The model was trained on Google Speech Command v2 (Speech) and Freesound (Background categories) dataset. The NeMo toolkit was used for training this model over several hundred epochs on multiple GPUs.

Datasets

While training this model, we used the following datasets:

  1. Google Speech Command v2
  2. Subset of Freesound background data

Performance

Achieve 0.858±0.016 TPR for FPR = 0.315 and 0.858±0.011 AUROC on category ALL in AVA speech [2]. For more details about the model performance please refer to the MarbleNet paper. Note you might need to finetune and select optimal threshold on your data to boost performance.

How to Use this Model

The model is available for use in the NeMo toolkit, and can be used as a pre-trained checkpoint for inference or for fine-tuning on another dataset.

Automatically load the model from NGC

import nemo
import nemo.collections.asr as nemo_asr
vad_model = nemo_asr.models.EncDecClassificationModel.from_pretrained(model_name="MarbleNet-3x2x64")

Perform VAD for your audio with this model

python NeMo/examples/asr/vad_infer.py  --vad_model=vad_marblenet.nemo --dataset=/fullpath/to/manifest/ --out_dir='frame/demo' --time_length=0.63

You can use posteriors and select optimal threshold in NeMo to achieve better result.

Input

This model accepts 16000 KHz Mono-channel Audio (wav files) as input.

Output

This model provides frame-level voice activity prediction.

Limitations

Since this model was trained on publically available datasets, the performance of this model might degrade for custom data that the model has not been trained on.

References

[1] Jia, Fei, Somshubra Majumdar, and Boris Ginsburg. "MarbleNet: Deep 1D Time-Channel Separable Convolutional Neural Network for Voice Activity Detection." ICASSP 2021-2021 IEEE International Conference on Acoustics, Speech and Signal Processing (ICASSP). IEEE, 2021.

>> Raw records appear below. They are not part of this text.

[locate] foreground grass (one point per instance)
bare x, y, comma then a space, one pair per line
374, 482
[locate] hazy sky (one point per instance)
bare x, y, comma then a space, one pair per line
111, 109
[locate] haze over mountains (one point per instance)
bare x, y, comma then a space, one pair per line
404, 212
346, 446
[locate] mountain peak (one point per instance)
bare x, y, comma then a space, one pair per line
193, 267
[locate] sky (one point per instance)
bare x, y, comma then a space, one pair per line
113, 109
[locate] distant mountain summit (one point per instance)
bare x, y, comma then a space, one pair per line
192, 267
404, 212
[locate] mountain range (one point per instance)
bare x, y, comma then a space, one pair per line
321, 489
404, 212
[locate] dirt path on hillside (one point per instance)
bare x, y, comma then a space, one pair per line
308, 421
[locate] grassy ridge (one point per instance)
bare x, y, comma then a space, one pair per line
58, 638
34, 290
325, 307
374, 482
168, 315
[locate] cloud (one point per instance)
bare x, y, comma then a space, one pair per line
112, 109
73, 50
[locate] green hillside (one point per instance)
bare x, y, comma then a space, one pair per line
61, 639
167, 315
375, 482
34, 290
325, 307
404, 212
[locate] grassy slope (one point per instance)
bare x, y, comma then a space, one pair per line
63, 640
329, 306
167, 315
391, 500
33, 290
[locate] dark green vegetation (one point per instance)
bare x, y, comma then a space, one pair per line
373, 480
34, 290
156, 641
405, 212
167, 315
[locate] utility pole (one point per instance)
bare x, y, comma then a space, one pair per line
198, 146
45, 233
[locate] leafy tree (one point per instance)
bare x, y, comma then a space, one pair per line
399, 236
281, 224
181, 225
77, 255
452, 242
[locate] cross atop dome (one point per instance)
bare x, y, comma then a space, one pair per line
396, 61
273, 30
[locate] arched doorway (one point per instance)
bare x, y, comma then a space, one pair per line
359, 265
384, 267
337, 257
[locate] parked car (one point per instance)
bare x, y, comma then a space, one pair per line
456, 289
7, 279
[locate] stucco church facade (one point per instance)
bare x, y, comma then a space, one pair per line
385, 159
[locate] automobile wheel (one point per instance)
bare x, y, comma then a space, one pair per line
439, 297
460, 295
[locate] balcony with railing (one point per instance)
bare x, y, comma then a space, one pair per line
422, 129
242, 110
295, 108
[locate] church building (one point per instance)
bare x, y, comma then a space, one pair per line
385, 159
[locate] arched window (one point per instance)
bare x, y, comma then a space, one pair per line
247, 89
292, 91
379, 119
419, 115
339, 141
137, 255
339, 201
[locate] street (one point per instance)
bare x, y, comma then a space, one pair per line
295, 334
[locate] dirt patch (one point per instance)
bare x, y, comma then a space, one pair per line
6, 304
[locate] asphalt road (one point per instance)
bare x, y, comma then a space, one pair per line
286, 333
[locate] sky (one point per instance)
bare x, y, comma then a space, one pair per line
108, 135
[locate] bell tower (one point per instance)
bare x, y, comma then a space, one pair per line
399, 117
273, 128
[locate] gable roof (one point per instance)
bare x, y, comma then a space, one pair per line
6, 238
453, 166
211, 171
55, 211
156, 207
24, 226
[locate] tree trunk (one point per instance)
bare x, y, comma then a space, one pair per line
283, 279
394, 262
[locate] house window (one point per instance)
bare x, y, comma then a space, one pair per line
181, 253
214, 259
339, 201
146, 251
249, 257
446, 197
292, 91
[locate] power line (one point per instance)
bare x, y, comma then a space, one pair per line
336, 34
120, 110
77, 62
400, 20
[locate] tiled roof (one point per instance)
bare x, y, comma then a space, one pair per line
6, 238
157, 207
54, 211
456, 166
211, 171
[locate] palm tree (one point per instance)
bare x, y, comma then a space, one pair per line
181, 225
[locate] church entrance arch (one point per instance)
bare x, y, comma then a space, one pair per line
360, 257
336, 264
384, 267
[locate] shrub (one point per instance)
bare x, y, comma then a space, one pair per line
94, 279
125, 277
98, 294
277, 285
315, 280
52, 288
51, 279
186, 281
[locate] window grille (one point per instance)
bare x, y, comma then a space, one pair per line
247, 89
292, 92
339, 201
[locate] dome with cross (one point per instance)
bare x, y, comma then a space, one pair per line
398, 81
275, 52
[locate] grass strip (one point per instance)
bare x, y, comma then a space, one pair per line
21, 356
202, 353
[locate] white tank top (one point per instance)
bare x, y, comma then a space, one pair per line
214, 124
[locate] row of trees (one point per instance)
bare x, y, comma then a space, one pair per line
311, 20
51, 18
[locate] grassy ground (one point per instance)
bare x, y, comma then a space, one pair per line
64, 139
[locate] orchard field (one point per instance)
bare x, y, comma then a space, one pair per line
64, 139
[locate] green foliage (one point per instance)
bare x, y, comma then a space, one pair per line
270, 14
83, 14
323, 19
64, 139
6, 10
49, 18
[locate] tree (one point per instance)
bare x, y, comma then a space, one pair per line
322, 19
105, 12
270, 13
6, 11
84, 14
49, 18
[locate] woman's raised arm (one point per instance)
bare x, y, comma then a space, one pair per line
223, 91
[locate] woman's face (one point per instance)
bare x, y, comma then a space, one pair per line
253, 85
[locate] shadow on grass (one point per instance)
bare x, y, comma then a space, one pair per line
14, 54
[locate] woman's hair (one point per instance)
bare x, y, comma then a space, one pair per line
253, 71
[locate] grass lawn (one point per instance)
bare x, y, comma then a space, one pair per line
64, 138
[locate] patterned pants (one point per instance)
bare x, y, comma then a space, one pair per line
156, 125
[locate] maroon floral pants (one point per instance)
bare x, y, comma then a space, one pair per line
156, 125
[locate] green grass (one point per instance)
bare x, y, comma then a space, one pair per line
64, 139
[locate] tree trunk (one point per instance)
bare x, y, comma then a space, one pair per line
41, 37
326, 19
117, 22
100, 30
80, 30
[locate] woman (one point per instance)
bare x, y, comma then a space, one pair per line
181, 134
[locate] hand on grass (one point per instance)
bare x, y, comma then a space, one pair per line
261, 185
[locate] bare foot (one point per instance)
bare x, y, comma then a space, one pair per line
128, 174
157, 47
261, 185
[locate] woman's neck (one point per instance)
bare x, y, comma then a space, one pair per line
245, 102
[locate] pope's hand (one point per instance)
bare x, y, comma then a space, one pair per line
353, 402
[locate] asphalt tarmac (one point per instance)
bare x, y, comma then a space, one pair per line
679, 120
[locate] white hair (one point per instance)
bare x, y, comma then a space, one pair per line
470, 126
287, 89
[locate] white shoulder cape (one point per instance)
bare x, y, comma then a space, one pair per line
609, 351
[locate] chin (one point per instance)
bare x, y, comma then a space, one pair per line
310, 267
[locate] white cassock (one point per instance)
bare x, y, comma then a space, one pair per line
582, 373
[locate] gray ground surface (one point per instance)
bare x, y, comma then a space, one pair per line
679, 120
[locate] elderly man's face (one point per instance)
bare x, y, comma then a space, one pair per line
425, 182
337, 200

[2] Chaudhuri, Sourish, Joseph Roth, Daniel PW Ellis, Andrew Gallagher, Liat Kaver, Radhika Marvin, Caroline Pantofaru et al. "Ava-speech: A densely labeled dataset of speech activity in movies." arXiv preprint arXiv:1808.00606 (2018).

License

License to use this model is covered by the NGC TERMS OF USE unless another License/Terms Of Use/EULA is clearly specified. By downloading the public and release version of the model, you accept the terms and conditions of the NGC TERMS OF USE.